L'histoire : Pour sa première affectation, le jeune médecin Andrew Manson découvre la frange industrielle du Royaume-Uni, abandonnée à sont et accablée par la pauvreté. Le travail est pénible, pourtant Manson est bien décidé à accomplir au mieux sa mission : soigner. Des lugubres mine galloises aux quartiers chics de Londres, il lui faudra résister à l'incurie d'un système médical corrompu qui mettra à mal son intégrité.

Mon avis : Voici un roman étonnamment prenant malgré un sujet qui pourrait sembler aride : le regard d'un jeune médecin sur le système de santé britannique au début du XXe siècle. Ce récit est largement autobiographique et, après avoir trouvé un grand écho dans la société de l'époque, aurait influencé la création de l'équivalent outre-Manche de notre Sécurité sociale.

Nous suivons donc Andrew Manson, tout juste diplômé, qui prend son premier poste d'assistant dans une petite ville minière profonde du Pays de Galles. Son enthousiasme initial se heurte vite à la réalité qui met à mal ses idéaux : rien n'est fait par la société médicale dans son ensemble pour venir au mieux en aide aux malades ; tout est construit pour s'enrichir personnellement et maintenir cette élite au pouvoir. Manson se bat pour tenter de changer les choses, mais se retrouve en permanence à devoir faire face à une caste qui refuse de se remettre en question. Au fil des différents postes qu'il occupe, il se décourage parfois, se perd aussi et accepte de compromis dont il aura honte. Car, lorsqu'on a financièrement du mal à joindre les deux bouts, comment ne pas se laisser tenter ?

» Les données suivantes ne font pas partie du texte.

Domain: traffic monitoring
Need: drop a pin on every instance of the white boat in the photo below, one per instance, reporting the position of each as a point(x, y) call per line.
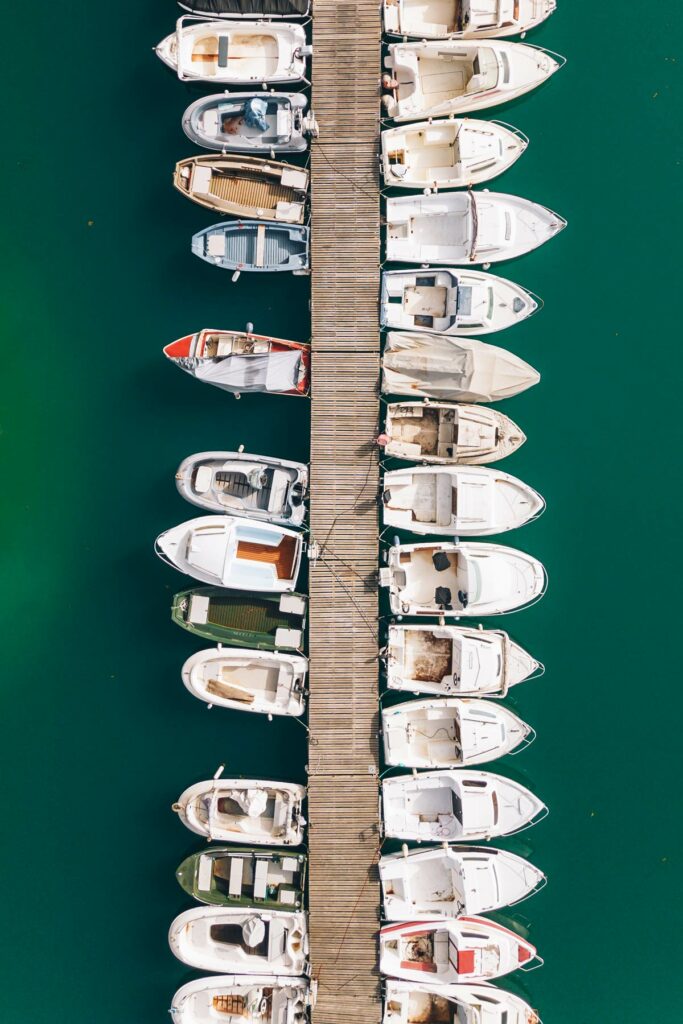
point(450, 153)
point(454, 882)
point(442, 434)
point(467, 501)
point(435, 366)
point(238, 554)
point(241, 940)
point(269, 683)
point(243, 999)
point(465, 227)
point(244, 484)
point(447, 952)
point(460, 302)
point(455, 580)
point(456, 660)
point(439, 79)
point(447, 732)
point(464, 18)
point(244, 810)
point(236, 52)
point(410, 1003)
point(457, 807)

A.J. Cronin nous décrit une époque incroyable où le titre de médecin permettait à des hommes des comportements hallucinants et leur parole n'était jamais remise en question par qui que ce soit. Les querelles ne pouvaient qu'être internes, entre médecins eux-mêmes. Ces hommes bénéficiaient d'une aura de respectabilité qui ne pouvait entraîner que des dérives. A contrario, l'auteur et son personnage sont fortement engagés pour le droit des patients, et souvent parmi les plus pauvres. C'est une vision de la médecine au service des autres novatrice à l'époque, même si aujourd'hui on considère qu'elle doit être au cœur de tout système de santé. Si cela semble évident de premier abord, on voit encore en ce moment même à quel point c'est difficile à mettre en place, quand on constate le délabrement de nos hôpitaux et de la médecine de proximité. Bien que l'action se déroule dans la première moitié du XXe siècle, c'est donc un sujet terriblement d'actualité !

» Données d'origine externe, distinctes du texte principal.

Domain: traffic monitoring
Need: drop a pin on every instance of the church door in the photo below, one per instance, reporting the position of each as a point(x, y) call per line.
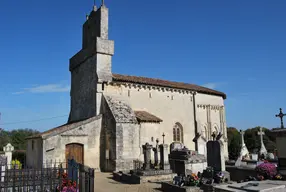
point(75, 151)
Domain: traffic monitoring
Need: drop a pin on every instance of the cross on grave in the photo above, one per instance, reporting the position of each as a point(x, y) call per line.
point(163, 138)
point(213, 136)
point(261, 133)
point(281, 115)
point(242, 137)
point(262, 149)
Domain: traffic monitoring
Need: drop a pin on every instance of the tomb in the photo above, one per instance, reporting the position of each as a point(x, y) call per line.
point(147, 171)
point(184, 161)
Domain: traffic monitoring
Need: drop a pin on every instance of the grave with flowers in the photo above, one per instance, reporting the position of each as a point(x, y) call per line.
point(212, 175)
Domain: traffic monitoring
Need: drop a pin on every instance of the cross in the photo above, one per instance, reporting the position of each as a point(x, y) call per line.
point(261, 133)
point(281, 115)
point(213, 135)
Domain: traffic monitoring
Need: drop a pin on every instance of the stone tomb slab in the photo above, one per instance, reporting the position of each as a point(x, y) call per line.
point(253, 186)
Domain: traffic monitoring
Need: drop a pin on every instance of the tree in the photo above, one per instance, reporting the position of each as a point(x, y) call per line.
point(253, 143)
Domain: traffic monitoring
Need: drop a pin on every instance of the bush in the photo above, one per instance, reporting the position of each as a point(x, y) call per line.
point(267, 170)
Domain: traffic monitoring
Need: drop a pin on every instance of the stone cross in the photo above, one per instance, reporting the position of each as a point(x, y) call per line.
point(163, 138)
point(244, 149)
point(262, 149)
point(242, 137)
point(281, 115)
point(147, 156)
point(213, 135)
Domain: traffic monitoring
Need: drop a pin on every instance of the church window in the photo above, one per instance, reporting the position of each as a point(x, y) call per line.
point(178, 133)
point(204, 132)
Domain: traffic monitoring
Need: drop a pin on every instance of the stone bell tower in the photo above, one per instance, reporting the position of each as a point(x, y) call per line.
point(91, 67)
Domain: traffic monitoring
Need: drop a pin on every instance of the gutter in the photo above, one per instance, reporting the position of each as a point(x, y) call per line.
point(195, 120)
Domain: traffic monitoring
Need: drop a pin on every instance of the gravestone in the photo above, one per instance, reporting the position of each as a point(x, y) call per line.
point(147, 156)
point(8, 149)
point(263, 151)
point(215, 157)
point(164, 161)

En plus, la plume de l'auteur est très facile à lire. On s'attache à Andrew, on le suit dans ses aventures sans difficulté aucune, et même les termes les plus techniques sont habilement amenés et ne plombent jamais le récit. Le lecteur ne peut que s'émouvoir des situations que croisent le jeune médecin. Un roman qui pourrait facilement susciter des vocations chez les plus jeunes.

 
La citadelle, d'A.J. Cronin
Traduit par Maurice Rémon, entièrement révisée par Michael Belano
Éditions Livre de Poche
Octobre 2019

Commentaires

keisha a dit…
Ah Cronin cela me rappelle des lectures bien anciennes...
Alex Mot-à-Mots a dit…
Je crois que je ne l'ai jamais lu, et le sujet m'intéresse.
La chèvre grise a dit…
@ Keisha : une découverte toute récente pour moi, au détour de déambulation à la Griffe Noire.

@ Alex Mot-à-mots : une de mes dernières lectures avant l'arrivée de bébé. Je l'ai dévoré même si cela a un peu vieilli dans le style.
dasola a dit…
Bonjour La chèvre grise, jamais lu de roman de cet écrivain et pourtant, dans ls années 50 et 60, il était beaucoup, c'était ma maman qui m'en avait parlé. C'est le genre d'écrivan qui comme Pearl Buck sont un peu dans le purgatoire. Ils reviendront peut-être à la mode. Bonne après-midi.